Bollinger Bands

Posted by Scriptaty | 6:04 AM

Bollinger Bands are a type of trading “envelope” consisting of lines plotted above and below a moving average, which are designed to capture a market’s typical price fluctuations.

The indicator is similar in concept to the moving average envelope, with an important difference: While moving average envelopes plot lines a fixed percentage above and below the average (typically three percent above and below a 21-day simple moving average), Bollinger Bands use standard deviation to determine how far above and below the moving average the lines are placed.

As a result, while the upper and lower lines of a moving average envelope move in tandem, Bollinger Bands expand during periods of rising market volatility and contract during periods of decreasing market volatility.

Bollinger Bands were created by John Bollinger, CFA, CMT, the president and founder of Bollinger Capital Management (see Active Trader, April 2003, p. 60).

By default, the upper and lower Bollinger Bands are placed two standard deviations above and below a 20-period simple moving average.

Upper band = 20-period simple moving average + 2 standard deviations

Middle line = 20-period simple moving average of closing prices

Lower band = 20-period simple moving average - 2 standard deviations

Bollinger Bands highlight when price has become high or low on a relative basis, which is signaled through the touch (or minor penetration) of the upper or lower line.
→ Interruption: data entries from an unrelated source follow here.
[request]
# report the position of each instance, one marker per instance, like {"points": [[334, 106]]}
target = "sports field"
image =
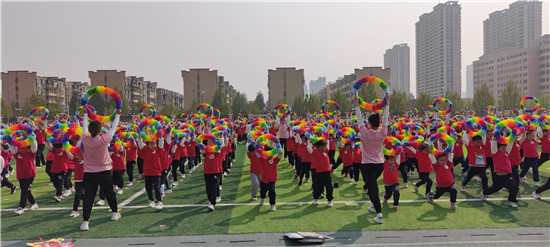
{"points": [[185, 210]]}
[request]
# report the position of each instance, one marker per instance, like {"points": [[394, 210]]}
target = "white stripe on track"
{"points": [[255, 204]]}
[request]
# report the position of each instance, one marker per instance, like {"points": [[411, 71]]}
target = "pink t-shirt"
{"points": [[371, 145], [96, 155]]}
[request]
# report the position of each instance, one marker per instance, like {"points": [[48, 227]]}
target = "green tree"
{"points": [[298, 105], [260, 101], [7, 111], [239, 103], [423, 100], [511, 97], [399, 103], [456, 99], [220, 102], [339, 97], [483, 97], [33, 101]]}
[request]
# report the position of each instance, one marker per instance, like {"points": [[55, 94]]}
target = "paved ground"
{"points": [[536, 236]]}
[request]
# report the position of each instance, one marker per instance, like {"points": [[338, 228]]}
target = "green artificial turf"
{"points": [[257, 219]]}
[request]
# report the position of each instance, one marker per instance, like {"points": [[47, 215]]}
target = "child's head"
{"points": [[424, 147], [321, 146], [477, 140], [151, 145], [374, 121], [347, 146], [442, 159], [94, 128]]}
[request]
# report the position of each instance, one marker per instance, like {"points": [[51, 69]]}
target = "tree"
{"points": [[483, 97], [260, 101], [239, 103], [399, 103], [7, 111], [456, 99], [423, 100], [33, 101], [220, 102], [339, 97], [511, 97]]}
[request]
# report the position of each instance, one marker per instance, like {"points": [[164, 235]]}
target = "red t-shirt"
{"points": [[501, 162], [118, 161], [530, 149], [40, 136], [424, 162], [212, 163], [269, 169], [391, 173], [59, 162], [151, 162], [476, 155], [24, 165], [321, 161], [443, 175], [131, 152], [255, 165]]}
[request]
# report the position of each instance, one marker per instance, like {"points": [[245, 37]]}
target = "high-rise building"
{"points": [[284, 85], [515, 27], [165, 96], [135, 88], [438, 53], [316, 85], [398, 60], [529, 68]]}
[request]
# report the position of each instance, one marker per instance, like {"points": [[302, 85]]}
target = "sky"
{"points": [[242, 40]]}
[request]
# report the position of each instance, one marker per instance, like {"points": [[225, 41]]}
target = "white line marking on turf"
{"points": [[278, 203], [131, 198]]}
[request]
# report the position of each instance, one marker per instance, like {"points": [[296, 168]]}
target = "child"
{"points": [[152, 169], [391, 179], [269, 177], [444, 177], [531, 157], [503, 172], [424, 167], [323, 177], [78, 160], [26, 172], [476, 160], [255, 171]]}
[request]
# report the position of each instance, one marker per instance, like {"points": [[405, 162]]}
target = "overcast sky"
{"points": [[240, 40]]}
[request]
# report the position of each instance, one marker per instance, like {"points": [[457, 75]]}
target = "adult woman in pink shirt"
{"points": [[372, 162], [97, 167]]}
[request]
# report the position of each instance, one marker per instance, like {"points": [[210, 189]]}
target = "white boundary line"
{"points": [[123, 204]]}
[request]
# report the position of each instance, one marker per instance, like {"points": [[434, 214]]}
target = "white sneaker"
{"points": [[19, 211], [74, 214], [115, 216], [84, 226], [372, 209], [378, 219]]}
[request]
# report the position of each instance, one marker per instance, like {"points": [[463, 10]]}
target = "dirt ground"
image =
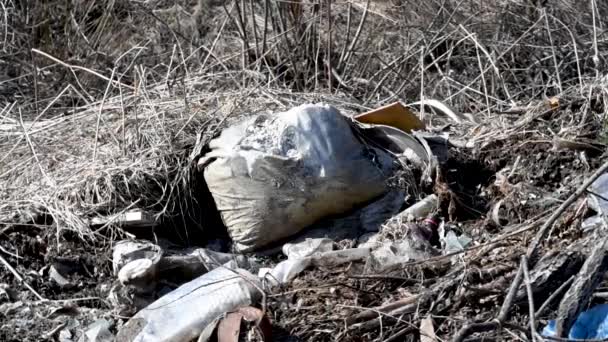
{"points": [[107, 106]]}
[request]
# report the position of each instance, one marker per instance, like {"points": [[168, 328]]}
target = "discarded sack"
{"points": [[193, 308], [271, 177], [591, 324]]}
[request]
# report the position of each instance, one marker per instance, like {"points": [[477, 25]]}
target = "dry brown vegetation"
{"points": [[105, 106]]}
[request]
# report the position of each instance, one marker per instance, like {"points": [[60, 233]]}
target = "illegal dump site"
{"points": [[303, 170]]}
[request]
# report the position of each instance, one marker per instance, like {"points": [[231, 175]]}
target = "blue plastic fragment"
{"points": [[591, 324]]}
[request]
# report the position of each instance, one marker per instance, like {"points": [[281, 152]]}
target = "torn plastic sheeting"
{"points": [[591, 324], [421, 209], [99, 331], [598, 199], [307, 248], [271, 177], [142, 263], [184, 313], [287, 270], [392, 255]]}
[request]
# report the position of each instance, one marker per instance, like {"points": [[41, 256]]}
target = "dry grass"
{"points": [[104, 106]]}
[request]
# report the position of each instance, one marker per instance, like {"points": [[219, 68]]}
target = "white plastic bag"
{"points": [[183, 314], [271, 177]]}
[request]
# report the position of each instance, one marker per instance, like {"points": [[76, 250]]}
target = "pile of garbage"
{"points": [[297, 181], [337, 229]]}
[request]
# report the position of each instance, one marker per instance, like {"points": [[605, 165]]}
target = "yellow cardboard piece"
{"points": [[394, 115]]}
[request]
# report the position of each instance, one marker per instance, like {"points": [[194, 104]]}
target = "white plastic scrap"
{"points": [[271, 177], [184, 313]]}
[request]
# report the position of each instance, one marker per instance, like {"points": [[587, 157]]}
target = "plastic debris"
{"points": [[229, 328], [183, 314], [395, 115], [591, 324], [58, 278], [271, 177], [421, 208], [98, 331]]}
However, Bollinger stresses that price touching the lower or upper band does not constitute an automatic buy or sell signal. For example, a close (or multiple closes) above the upper band or below the lower band reflects stronger upside or downside momentum that is more likely to be a breakout (or trend) signal, rather than a reversal signal. Accordingly, Bollinger suggests using the bands in conjunction with other trading tools that can supply context and signal confirmation.